# Linear Models and Validation Metrics




### In this assignment, you will need to write code that uses linear models to perform classification and regression tasks. You will also be asked to describe the process by which you came up with the code. More details can be found below. Please cite any websites or AI tools that you used to help you with this assignment.

## Part 1: Classification 

You have been asked to develop code that can help the user determine if the email they have received is spam or not. Following the machine learning workflow described in class, write the relevant code in each of the steps below:

### Step 0: Import Libraries

In [1]:
import numpy as np
import pandas as pd

### Step 1: Data Input

The data used for this task can be downloaded using the yellowbrick library: 
https://www.scikit-yb.org/en/latest/api/datasets/spam.html

Use the yellowbrick function `load_spam()` to load the spam dataset into the feature matrix `X` and target vector `y`.

Print the size and type of `X` and `y`.

In [2]:
# TO DO: Import spam dataset from yellowbrick library
from yellowbrick.datasets import load_spam
X, y = load_spam() # X = feature matrix , y = target 

# TO DO: Print size and type of X and y
print("Size of X is {} and Size of y is {}".format(X.shape, y.shape))
print("\nType of X is {} \nType of y is {}".format(type(X), type(y)))  

Size of X is (4600, 57) and Size of y is (4600,)

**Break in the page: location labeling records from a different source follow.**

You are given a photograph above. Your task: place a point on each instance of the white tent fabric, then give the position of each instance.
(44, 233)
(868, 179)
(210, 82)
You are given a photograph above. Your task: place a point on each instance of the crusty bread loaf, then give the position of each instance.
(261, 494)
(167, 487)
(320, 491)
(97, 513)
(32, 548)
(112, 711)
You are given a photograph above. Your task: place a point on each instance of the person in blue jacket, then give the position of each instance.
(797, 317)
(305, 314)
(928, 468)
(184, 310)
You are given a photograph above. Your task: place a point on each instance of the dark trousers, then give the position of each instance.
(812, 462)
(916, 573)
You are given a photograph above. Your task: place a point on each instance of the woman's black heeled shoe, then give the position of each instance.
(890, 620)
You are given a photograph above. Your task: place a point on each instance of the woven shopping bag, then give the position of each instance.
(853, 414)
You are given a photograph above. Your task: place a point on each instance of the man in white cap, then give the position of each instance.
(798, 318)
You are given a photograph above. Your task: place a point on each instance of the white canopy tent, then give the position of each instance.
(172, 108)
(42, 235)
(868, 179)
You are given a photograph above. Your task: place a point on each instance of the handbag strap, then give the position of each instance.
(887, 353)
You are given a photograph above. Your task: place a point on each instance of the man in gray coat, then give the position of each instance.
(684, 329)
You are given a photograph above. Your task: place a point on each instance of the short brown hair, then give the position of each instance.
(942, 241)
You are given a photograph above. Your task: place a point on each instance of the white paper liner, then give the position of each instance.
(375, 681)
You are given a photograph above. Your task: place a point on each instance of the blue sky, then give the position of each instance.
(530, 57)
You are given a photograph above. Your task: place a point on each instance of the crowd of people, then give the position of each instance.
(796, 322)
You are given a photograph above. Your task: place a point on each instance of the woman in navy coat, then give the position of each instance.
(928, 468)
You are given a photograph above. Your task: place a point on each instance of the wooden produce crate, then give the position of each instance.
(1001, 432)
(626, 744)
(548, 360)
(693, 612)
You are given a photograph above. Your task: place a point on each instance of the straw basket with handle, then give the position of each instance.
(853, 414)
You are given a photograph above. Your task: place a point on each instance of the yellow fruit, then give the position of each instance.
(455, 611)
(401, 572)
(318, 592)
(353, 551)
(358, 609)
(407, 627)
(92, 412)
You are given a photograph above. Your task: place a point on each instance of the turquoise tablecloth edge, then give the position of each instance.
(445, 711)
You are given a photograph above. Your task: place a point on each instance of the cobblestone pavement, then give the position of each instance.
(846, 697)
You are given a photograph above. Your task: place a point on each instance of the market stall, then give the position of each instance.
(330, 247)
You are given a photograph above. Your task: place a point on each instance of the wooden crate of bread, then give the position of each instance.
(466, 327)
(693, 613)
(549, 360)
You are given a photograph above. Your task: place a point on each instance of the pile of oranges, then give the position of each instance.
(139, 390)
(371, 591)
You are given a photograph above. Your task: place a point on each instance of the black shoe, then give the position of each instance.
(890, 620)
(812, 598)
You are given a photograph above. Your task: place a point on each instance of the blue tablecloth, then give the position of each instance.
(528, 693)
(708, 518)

Type of X is <class 'pandas.core.frame.DataFrame'> 
Type of y is <class 'pandas.core.series.Series'>


### Step 2: Data Processing 

Check to see if there are any missing values in the dataset. If necessary, select an appropriate method to fill-in the missing values.

In [3]:
# TO DO: Check if there are any missing values and fill them in if necessary

#checked data type of each column - no object type
X.dtypes
y.dtypes

#number of null values is 0
X_null = X.isnull().sum().sort_values(ascending=False)
y_null = y.isna().sum()

print("Number of null values in y dataset {} \nNumber of null values in X dataset \n{}".format(y_null, X_null))

Number of null values in y dataset 0 
Number of null values in X dataset 
word_freq_make                0
word_freq_labs                0
word_freq_857                 0
word_freq_data                0
word_freq_415                 0
word_freq_85                  0
word_freq_technology          0
word_freq_1999                0
word_freq_parts               0
word_freq_pm                  0
word_freq_direct              0
word_freq_cs                  0
word_freq_meeting             0
word_freq_original            0
word_freq_project             0
word_freq_re                  0
word_freq_edu                 0
word_freq_table               0
word_freq_conference          0
char_freq_;                   0
char_freq_(                   0
char_freq_[                   0
char_freq_!                   0
char_freq_$                   0
char_freq_#                   0
capital_run_length_average    0
capital_run_length_longest    0
word_freq_telnet              0
word_freq_lab                 

For this task, we want to test if the linear model would still work if we used less data. Use the `train_test_split` function from sklearn to create a new feature matrix named `X_small` and a new target vector named `y_small` that contain **5%** of the data.

In [4]:
# TO DO: Create X_small and y_small 

from sklearn.model_selection import train_test_split

X_t, X_small, y_t, y_small = train_test_split(X, y, random_state=0, test_size=0.05)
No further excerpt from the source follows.